A day after Carl Icahn promised a proxy fight, Lionsgate offered a confident outlook for the minimajor as a counter-attack to the takeover threat.
In a Wednesday conference call with analysts, Lionsgate co-chair and CEO Jon Feltheimer contended that shareholders had “rejected” Icahn’s hostile bid of $7 a share with less than 4% tendering their shares.
“Lionsgate shareholders have demonstrated that they believe the offer is financially inadequate,” he added. Feltheimer said results for the fiscal year ended March 31 showed that the four major Lionsgate businesses — the 12,000-title library, TV production, channel distribution business and feature films — were robust “despite a difficult retail environment.”

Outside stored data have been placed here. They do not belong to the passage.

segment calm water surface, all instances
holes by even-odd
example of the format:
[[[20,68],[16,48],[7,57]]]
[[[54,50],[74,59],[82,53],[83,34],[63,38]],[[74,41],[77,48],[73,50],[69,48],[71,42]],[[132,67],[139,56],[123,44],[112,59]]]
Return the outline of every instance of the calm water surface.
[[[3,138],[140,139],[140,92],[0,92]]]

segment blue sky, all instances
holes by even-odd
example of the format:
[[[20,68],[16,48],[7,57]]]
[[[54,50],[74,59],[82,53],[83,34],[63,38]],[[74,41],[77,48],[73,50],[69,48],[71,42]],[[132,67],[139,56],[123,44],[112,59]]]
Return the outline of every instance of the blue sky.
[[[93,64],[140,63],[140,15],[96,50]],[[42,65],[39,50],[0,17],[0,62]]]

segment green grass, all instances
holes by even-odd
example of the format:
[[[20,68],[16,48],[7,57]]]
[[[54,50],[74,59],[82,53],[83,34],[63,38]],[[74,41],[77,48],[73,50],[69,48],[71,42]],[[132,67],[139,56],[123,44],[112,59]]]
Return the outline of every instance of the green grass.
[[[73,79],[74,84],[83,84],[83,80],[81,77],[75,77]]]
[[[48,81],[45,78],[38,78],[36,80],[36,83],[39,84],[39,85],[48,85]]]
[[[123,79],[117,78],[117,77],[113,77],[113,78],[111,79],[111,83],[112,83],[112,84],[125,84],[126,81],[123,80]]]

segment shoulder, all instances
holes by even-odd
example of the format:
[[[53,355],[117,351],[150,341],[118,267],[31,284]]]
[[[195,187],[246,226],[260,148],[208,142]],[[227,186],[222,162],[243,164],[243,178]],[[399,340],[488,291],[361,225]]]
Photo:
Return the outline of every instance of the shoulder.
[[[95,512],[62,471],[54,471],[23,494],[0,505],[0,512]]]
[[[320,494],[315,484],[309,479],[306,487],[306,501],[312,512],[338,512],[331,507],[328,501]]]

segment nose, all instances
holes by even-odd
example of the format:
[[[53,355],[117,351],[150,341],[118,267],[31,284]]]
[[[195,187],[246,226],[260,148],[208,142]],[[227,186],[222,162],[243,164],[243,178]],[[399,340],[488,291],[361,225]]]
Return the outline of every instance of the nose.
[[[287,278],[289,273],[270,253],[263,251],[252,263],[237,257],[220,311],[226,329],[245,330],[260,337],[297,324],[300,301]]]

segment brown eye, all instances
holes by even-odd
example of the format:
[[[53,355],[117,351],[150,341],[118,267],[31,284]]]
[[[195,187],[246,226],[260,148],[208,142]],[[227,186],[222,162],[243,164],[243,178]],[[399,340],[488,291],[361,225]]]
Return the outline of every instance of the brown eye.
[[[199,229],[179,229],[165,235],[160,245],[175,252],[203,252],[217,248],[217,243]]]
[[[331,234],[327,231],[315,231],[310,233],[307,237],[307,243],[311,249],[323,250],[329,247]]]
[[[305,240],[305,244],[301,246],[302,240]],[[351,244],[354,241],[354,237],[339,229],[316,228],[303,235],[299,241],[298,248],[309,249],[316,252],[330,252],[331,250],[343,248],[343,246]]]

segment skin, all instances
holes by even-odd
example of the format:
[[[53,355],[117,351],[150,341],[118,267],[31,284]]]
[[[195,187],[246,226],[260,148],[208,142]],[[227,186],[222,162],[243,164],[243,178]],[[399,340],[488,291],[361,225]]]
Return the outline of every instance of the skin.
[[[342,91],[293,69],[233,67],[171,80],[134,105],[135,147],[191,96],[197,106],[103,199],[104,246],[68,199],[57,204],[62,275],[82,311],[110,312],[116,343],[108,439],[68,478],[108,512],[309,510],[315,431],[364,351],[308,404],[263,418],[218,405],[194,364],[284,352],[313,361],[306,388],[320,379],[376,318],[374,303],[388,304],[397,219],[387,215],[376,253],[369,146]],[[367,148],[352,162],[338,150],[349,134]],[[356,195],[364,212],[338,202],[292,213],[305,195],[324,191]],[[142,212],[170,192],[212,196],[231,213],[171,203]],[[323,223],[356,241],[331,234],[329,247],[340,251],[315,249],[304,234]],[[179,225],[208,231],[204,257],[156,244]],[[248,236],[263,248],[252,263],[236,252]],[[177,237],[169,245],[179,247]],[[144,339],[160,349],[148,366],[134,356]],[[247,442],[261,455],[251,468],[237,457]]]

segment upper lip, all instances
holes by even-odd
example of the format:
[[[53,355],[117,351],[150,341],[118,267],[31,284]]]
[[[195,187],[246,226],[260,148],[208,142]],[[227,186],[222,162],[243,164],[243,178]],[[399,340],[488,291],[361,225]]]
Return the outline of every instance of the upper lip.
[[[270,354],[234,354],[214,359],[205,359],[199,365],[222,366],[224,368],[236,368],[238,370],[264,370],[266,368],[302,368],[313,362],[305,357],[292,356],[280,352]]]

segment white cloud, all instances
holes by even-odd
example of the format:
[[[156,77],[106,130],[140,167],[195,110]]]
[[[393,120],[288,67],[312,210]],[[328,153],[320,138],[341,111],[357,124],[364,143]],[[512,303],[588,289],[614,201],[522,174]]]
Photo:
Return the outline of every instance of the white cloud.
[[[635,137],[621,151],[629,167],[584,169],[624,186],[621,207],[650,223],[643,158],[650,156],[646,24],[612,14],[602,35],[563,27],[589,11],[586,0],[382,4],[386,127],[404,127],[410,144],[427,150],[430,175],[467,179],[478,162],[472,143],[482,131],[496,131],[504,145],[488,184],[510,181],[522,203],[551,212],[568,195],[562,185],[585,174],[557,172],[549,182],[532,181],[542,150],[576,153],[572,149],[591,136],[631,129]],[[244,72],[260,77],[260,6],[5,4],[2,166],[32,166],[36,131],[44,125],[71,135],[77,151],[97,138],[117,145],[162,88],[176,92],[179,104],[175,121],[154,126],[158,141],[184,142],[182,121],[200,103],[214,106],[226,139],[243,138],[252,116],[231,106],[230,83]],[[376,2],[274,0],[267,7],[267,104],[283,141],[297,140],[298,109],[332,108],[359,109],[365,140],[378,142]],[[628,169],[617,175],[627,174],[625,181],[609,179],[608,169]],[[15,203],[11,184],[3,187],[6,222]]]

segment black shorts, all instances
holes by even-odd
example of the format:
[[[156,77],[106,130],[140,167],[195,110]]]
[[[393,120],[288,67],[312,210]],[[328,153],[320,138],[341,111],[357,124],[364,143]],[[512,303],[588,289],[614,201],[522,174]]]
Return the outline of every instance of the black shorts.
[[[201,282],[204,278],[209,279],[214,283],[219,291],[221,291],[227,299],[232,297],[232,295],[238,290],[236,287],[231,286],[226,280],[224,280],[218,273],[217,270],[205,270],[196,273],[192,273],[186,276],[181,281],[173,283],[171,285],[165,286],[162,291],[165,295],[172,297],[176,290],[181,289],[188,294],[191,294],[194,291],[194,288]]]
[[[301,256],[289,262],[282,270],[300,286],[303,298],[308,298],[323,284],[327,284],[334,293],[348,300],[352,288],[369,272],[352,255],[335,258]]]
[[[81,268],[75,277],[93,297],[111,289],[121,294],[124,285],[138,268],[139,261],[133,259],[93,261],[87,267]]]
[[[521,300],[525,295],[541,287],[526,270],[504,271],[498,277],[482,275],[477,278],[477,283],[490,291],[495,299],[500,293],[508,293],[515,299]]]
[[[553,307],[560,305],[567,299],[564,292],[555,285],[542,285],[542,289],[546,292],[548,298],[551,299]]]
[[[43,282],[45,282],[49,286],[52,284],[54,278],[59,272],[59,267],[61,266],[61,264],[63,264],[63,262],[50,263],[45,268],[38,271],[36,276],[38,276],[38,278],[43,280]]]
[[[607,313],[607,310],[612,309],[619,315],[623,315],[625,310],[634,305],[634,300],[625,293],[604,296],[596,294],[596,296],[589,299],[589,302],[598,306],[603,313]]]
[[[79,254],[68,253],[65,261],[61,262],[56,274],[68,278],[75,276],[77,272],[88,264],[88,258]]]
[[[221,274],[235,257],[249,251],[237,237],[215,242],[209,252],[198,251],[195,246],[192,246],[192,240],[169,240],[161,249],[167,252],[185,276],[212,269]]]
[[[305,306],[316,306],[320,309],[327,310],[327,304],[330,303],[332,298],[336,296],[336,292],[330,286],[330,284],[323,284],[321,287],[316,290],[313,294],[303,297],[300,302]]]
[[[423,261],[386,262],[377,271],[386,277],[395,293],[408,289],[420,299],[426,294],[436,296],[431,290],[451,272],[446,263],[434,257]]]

Countering charges of overspending and inefficiency, Feltheimer noted that a recent SmarTrend report found Lionsgate had the top revenue per employee figure among studios at better than $2 million.
Feltheimer also defended Lionsgate’s efforts to expand its library, touting the company as the “distributor of choice” for third parties. As for TV, Feltheimer said revenues have grown at a compound rate of better than 40%. He named “Weeds,” “Mad Men,” “Nurse Jackie” and the new “Running Wild” as success stories. He defended last year’s $255 million purchase of TV Guide — a major point of attack for Icahn — as being executed “at the right time and the right price.”
Feltheimer said Lionsgate will continue to release 13 to 14 films a year with an average risk of $13 million each. He noted that two most recent releases — “Kick-Ass” and “Why Did I Get Married Two” — have been “solidly profitable” as have nine of the last 13 Lionsgate films.